Kim's comments come after North Korea fired its latest missile over Japan - in what is being described as the country's farthest-reaching test, after which Washington indicated its patience was wearing thin and strongly suggested a military option was on the table.
"We should clearly show the big power chauvinists how our state attain the goal of completing its nuclear force despite their limitless sanctions and blockade," Kim was quoted as saying.
He also said North Korea's goal was "to establish the equilibrium of real force with the US and make the US rulers dare not talk about military option for the DPRK [North Korea]".
Kim personally watched the launch of a Hwasong-12 ballistic missile on Friday.
The missile reached an altitude of about 770 km, travelling 3,700 km past the northernmost island of Hokkaido before landing in the sea, South Korea's military said.

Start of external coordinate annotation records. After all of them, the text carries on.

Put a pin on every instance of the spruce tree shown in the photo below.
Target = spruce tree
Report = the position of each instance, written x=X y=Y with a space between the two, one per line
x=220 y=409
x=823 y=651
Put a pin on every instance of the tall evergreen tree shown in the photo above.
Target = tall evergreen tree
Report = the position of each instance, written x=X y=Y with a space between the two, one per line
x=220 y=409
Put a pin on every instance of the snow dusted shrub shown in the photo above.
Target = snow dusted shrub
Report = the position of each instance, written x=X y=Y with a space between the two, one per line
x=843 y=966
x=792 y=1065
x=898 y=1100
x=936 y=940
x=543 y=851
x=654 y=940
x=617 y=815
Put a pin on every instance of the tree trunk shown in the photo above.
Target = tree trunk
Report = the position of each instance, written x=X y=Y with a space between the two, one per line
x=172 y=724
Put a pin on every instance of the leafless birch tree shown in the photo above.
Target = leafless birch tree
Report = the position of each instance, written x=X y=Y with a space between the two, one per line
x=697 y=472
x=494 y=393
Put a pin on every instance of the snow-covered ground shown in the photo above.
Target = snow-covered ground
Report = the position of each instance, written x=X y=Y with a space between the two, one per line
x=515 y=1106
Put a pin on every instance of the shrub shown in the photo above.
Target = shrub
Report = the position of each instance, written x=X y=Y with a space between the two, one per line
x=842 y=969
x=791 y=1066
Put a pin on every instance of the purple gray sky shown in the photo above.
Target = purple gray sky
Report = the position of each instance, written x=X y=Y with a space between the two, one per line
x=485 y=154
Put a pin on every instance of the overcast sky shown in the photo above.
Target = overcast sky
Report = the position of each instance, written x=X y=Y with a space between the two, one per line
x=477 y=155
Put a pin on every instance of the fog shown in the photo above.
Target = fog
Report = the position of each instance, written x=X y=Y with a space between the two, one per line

The missile had the capacity to reach the US territory of Guam and experts say it is the furthest any North Korean ballistic missile has ever travelled above ground.
Kim was shown beaming as he watched the missile fly from a moving launcher in photos released by the agency, surrounded by several officials.
''The combat efficiency and reliability of Hwasong-12 were thoroughly verified,'' said Kim as quoted by KCNA. He added the North's goal of completing its nuclear force had ''nearly reached the terminal''.
North Korea has launched dozens of missiles under Kim's leadership as it accelerates a weapons programme designed to give it the ability to target the United States with a powerful, nuclear-tipped missile.
After the latest missile launch on Friday, White House National Security Adviser H R McMaster said the United States was fast running out of patience with North Korea's missile and nuclear programmes.
''We've been kicking the can down the road, and we're out of road,'' McMaster told reporters, referring to Pyongyang's repeated missile tests in defiance of international pressure.
''For those ... who have been commenting on a lack of a military option, there is a military option,'' he said, adding that it would not be the Trump administration's preferred choice.
Also, on Friday, the UN Security Council condemned the ''highly provocative'' missile launch by North Korea.
It had already stepped up sanctions against North Korea in response to a nuclear bomb test on 3 September, imposing a ban on North Korea's textile exports and capping its imports of crude oil.
The US ambassador to the United Nations, Nikki Haley, echoed McMaster's strong rhetoric, even as she said Washington's preferred resolution to the crisis is through diplomacy and sanctions.